Un autre corps que le mien

Un autre corps que le mien

Moi qui suis corpulent depuis ma 22e année, et qui ai toujours porté mon corps comme un excédent de bagages, je m’interroge, de temps à autre, sur ce destin qui n’était pas fait pour moi.

J’étais programmé pour être maigre, efflanqué, fragile et frileux. Tel je me vois, quand je suis dans mes rêves, c'est-à-dire la plupart du temps. Mais je suis schizophrène en la matière, c’est-à-dire sans illusion. Je n’ai jamais correspondu à ce double fictif. Je n’ai jamais vu qu’un nombre à trois chiffres sur la jauge de mon pèse-personne. Je n’ai jamais pris pied dans un ascenseur sans que les autres passagers ne me jettent un regard anxieux. Je n’ai jamais aimé me déshabiller, ni pour l’amour, ni pour la plage, sachant ce qu’on allait me dire, ou bien qu’on ne me dirait pas. Je l’ai fait pourtant, chaque fois que possible : il faut bien nager dans la mer, toute honte bue. Mais j’étais soulagé de pouvoir remettre aussitôt après ma chemise XXL.

J’ai quelquefois tenté de redevenir mince - redevenir est une façon de parler. Je n’ai pas suivi de régimes, mais tous les trois ou quatre ans, j’ai réformé mon alimentation, supprimant toujours plus de produits hypercaloriques et nuisibles pour moi. Un verre de bière, une gaufre au sucre, une tartine beurrée, une friture, une mayonnaise de saumon, sont des choses dont je ne connais plus le goût depuis longtemps. Je m’en passe. Mais mon habitude de m’empiffrer trois ou quatre fois par jour, à la recherche d’une saturation qui ne vient pas, rend vaine cette austérité de détail : et la viande grillée, le vin rouge, le fromage de chèvre, le chocolat à 90%, quand on en consomme des kilos ou des litres par semaine, n’ont aucun pouvoir amaigrissant. Même les tomates, le jambon maigre et les crudités ont leur versant noir. Ainsi, n’absorbant guère que des substances saines, je continue à grossir, d’un ou deux kilos par an, et la plupart des vêtements qui pendent dans mes placards ne se laissent plus boutonner. Ils attendent, comme si c’était Godot , un autre corps que le mien.
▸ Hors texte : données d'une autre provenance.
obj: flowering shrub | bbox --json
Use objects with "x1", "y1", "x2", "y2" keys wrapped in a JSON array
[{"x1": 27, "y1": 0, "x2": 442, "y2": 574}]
L’inélégance, l’essoufflement et le raccourcissement probable de mon temps de vie ne sont pas les pires punitions de cette spirale pondérale. Le châtiment suprême a un nom comestible : l’été. Chaque année un peu plus, entre mai et septembre, ma vie est bousillée par le retour de la chaleur, par l’écrasement de ces interminables journées sans un souffle d’air. Le solstice d’été est le point mathématique de mon plus grand supplice terrestre. Non parce que c’est le jour le plus long : parce que c’est le début d’une période presque entièrement infernale. Aucun bonheur, aucun travail, aucune lecture, aucune activité ludique ou sportive, aucune joie ne m’est possible par plus de trente degrés au-dessus de zéro.

Le réchauffement climatique, contesté par des arguments spécieux, ne fait aucun doute à mes yeux. Sur les millénaires, on peut discuter. Sur la durée d’une vie terrestre, tout montre qu’il fait de plus en plus chaud, malgré l’effet dents de scie qui fausse la perception à très petite échelle. Les gens qui croient aimer la chaleur n’ont rien vu : seule une mutation génétique permettra à notre espèce de survivre dans le désert de sable du monde à venir. Pour moi, qui ne crois pas pouvoir muter tout seul dans mon coin, je me console en pensant qu’il me reste un atout dans la manche de ma Djellaba : tenter de perdre le tiers de mon poids, me dépouiller de ma lourde pelisse de chair, et réaliser ainsi mon bouleversement climatique personnel. Il faut voir. Il faut voir.